A modern AST grammar lexer/parser generator written in C. Neoast can take arbitrary lexing and grammar rules and generate a scanner and parsing table. Unlike Bison/Flex, neoast does not generate the scanner and parsing runtime for each input, it uses the same algorithm and links a static runtime library. This means that many optimizations can be made when comparing to Bison.
Neoast is shipped with a CMakeLists.txt
script that can build all of the dependencies
to the lexing and parsing runtime. If you already have a CMake project, you can add this
project as a sub-project:
add_subdirectory(neoast EXCLUDE_FROM_ALL)
Now you will have access to a macro to build a parser given an input file:
BuildParser(parser_name path/to/my/parser.y)
# Add the parser source code to an executable
add_executable(exec
main.c ${parser_name_OUTPUT})
# Link the runtime library
target_link_libraries(exec PRIVATE neoast)
Check test/input/
for example input files.
A lexer is a program that will break up an input into tokens. For example if we have a simple C expression:
fprintf(stderr, "Hello world %s\n", "===");
A lexer may break up this expression into something like this:
IDENTIFIER '(' IDENTIFIER ',' STRING_CONSTANT ',' STRING_CONSTANT ')' ';'
This is whats known as a token table. Each value in the token was matched by a regular
expression and built using a lexing rule.
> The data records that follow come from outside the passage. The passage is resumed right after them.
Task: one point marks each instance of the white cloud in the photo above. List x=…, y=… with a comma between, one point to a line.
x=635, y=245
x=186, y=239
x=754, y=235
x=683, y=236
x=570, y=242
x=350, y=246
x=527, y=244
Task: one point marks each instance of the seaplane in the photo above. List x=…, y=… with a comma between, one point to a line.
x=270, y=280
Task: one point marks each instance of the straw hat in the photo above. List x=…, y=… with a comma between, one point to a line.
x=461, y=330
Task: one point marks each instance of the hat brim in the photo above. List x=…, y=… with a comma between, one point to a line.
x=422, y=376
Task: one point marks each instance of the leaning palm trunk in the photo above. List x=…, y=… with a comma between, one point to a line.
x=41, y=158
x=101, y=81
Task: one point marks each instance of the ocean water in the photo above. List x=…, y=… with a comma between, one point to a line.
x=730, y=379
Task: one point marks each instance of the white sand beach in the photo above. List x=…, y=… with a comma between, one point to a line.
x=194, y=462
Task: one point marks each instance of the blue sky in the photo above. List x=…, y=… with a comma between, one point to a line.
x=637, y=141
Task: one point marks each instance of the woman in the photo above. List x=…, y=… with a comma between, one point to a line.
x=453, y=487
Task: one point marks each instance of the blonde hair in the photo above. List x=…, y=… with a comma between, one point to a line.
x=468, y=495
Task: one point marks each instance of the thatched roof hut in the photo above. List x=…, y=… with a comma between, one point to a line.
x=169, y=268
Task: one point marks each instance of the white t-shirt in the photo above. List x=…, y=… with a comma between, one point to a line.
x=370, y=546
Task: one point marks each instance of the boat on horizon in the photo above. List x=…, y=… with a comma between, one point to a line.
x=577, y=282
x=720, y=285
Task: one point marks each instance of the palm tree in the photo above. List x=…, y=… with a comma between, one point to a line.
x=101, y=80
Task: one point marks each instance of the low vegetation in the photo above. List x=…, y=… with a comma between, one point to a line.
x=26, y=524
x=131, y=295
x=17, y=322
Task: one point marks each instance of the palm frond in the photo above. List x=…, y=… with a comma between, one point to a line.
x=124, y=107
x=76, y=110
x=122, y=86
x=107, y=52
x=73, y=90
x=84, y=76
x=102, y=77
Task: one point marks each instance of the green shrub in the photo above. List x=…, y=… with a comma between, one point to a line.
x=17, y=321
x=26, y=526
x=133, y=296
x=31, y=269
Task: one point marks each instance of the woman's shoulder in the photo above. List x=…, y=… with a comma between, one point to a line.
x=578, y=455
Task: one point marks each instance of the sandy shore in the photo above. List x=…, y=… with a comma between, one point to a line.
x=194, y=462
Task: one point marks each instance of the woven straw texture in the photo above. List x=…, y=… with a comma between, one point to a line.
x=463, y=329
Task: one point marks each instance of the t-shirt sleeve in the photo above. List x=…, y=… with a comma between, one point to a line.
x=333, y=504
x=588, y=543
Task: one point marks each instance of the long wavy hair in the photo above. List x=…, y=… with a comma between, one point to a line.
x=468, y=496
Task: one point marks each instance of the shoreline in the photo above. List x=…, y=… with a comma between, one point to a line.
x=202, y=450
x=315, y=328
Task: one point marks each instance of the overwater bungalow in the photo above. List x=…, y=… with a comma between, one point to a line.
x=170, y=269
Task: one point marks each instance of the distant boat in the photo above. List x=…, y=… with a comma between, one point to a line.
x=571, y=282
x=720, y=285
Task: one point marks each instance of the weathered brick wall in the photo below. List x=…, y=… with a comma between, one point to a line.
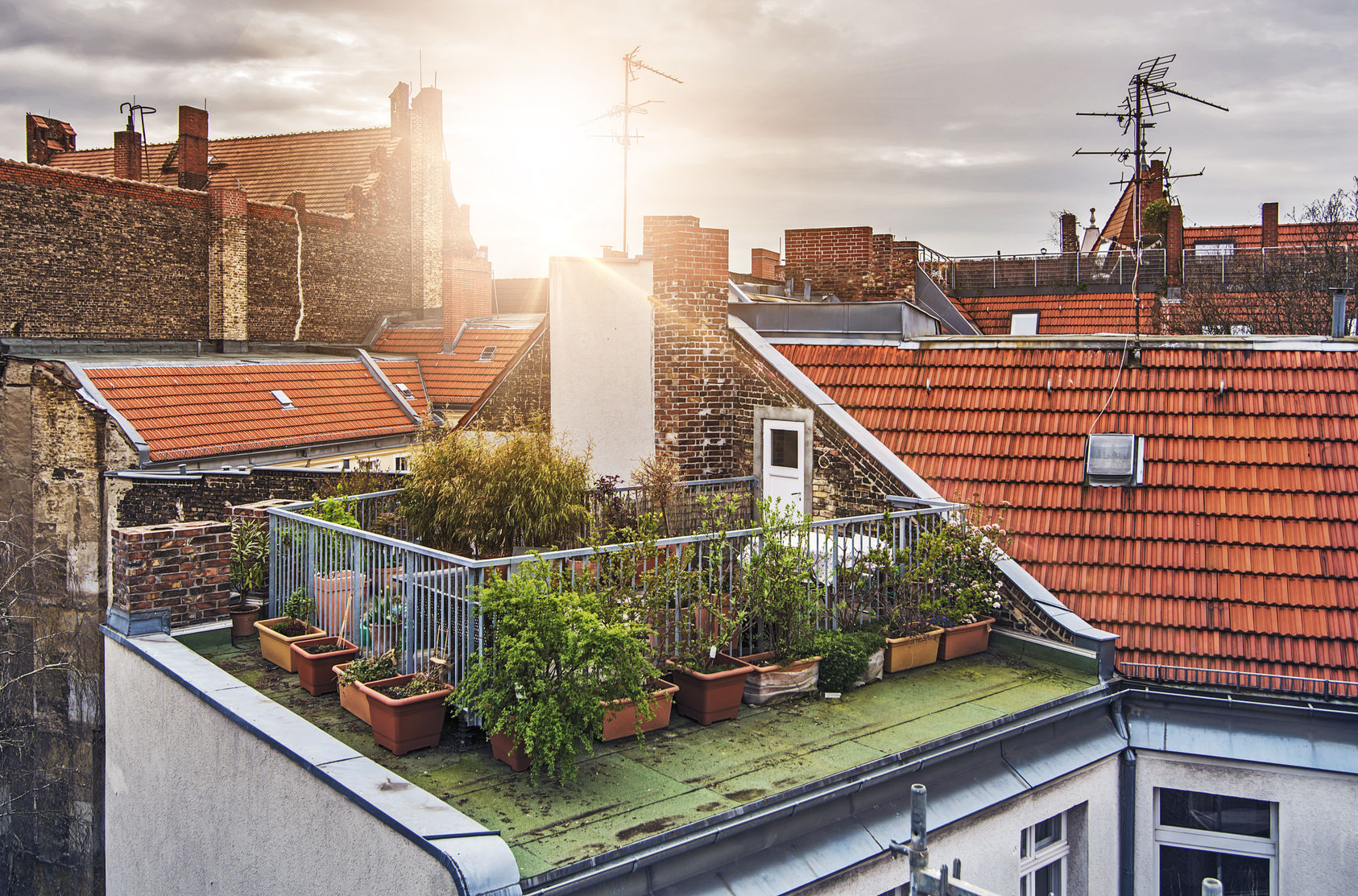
x=523, y=394
x=101, y=258
x=181, y=568
x=693, y=361
x=851, y=262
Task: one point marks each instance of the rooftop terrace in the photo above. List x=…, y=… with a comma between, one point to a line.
x=685, y=778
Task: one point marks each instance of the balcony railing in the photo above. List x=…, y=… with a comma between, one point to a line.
x=356, y=575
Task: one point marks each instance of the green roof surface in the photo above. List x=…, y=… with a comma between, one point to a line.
x=629, y=791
Notice that the value corresponding to each
token is not indicated in the token table. Like tokens, values are stored in a separate
table known as the value table. The value table is an array of %union
objects. See the
%union
section for more information.
After an input string/buffer has been tokenized with the lexer, its time for the parser to reduce sequences of tokens into expressions. This is done through grammar rules.
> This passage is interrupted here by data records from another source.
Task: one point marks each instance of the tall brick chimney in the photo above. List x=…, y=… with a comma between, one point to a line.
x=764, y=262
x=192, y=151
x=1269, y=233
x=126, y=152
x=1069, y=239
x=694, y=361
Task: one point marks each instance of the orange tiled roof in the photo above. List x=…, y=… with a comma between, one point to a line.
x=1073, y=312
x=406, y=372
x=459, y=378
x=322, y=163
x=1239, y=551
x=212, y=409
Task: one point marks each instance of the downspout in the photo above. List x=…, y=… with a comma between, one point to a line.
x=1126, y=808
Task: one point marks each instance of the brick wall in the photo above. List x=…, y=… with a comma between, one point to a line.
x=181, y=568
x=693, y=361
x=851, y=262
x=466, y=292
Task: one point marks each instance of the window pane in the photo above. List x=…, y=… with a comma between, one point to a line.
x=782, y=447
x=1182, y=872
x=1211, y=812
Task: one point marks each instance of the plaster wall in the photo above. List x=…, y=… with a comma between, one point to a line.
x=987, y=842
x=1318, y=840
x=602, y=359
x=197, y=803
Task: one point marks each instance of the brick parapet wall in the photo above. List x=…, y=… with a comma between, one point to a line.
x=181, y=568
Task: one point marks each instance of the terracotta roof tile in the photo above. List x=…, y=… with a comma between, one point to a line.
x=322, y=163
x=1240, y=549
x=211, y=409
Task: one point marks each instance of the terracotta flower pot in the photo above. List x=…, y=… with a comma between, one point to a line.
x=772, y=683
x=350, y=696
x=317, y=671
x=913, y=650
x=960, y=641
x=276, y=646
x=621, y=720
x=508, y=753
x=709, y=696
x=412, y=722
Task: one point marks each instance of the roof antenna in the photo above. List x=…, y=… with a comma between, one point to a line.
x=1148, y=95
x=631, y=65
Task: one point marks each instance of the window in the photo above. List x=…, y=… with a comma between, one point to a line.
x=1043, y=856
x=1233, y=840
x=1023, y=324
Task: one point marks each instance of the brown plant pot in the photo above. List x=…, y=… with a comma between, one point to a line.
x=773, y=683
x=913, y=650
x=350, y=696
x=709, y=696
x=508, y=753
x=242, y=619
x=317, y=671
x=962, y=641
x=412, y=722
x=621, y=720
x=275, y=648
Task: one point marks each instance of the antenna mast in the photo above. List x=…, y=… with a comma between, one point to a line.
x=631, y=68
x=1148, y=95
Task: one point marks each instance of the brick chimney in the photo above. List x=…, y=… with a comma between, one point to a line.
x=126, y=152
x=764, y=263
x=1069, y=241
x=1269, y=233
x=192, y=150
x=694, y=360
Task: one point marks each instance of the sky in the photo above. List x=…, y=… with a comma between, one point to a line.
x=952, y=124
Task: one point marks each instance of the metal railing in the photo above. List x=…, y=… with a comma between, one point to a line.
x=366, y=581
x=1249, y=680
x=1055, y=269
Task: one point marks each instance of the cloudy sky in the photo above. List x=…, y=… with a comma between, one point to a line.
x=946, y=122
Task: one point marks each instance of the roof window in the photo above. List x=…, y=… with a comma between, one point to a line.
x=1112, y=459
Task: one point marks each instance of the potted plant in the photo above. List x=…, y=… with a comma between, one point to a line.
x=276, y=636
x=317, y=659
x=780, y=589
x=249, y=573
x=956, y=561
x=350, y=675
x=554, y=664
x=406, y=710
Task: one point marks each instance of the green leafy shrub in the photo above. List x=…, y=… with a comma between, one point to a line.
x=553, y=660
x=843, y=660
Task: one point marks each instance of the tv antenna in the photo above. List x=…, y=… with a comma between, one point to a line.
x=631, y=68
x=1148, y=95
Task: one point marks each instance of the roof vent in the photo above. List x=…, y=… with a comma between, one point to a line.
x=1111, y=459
Neoast can generate LALR(1)
and CLR(1)
parsing tables and using the LR
parsing
algorithm to reduce grammar rules. If you don't know what this is its not super important.
By default, neoast will generate a LALR(1)
parser but this can be changed via the parser_type
%option
.
Neoast can read input files and generate a C source file based on the the contents. This source file will initialize a parser with compile-time constants such as a LR parsing table and lexing rules.
There are three distinct sections to a parser input file:
[HEADER]
==
[LEXING RULE]
==
%%
[grammar RULES]
%%
The header section is where all of the metadata and declarations occur.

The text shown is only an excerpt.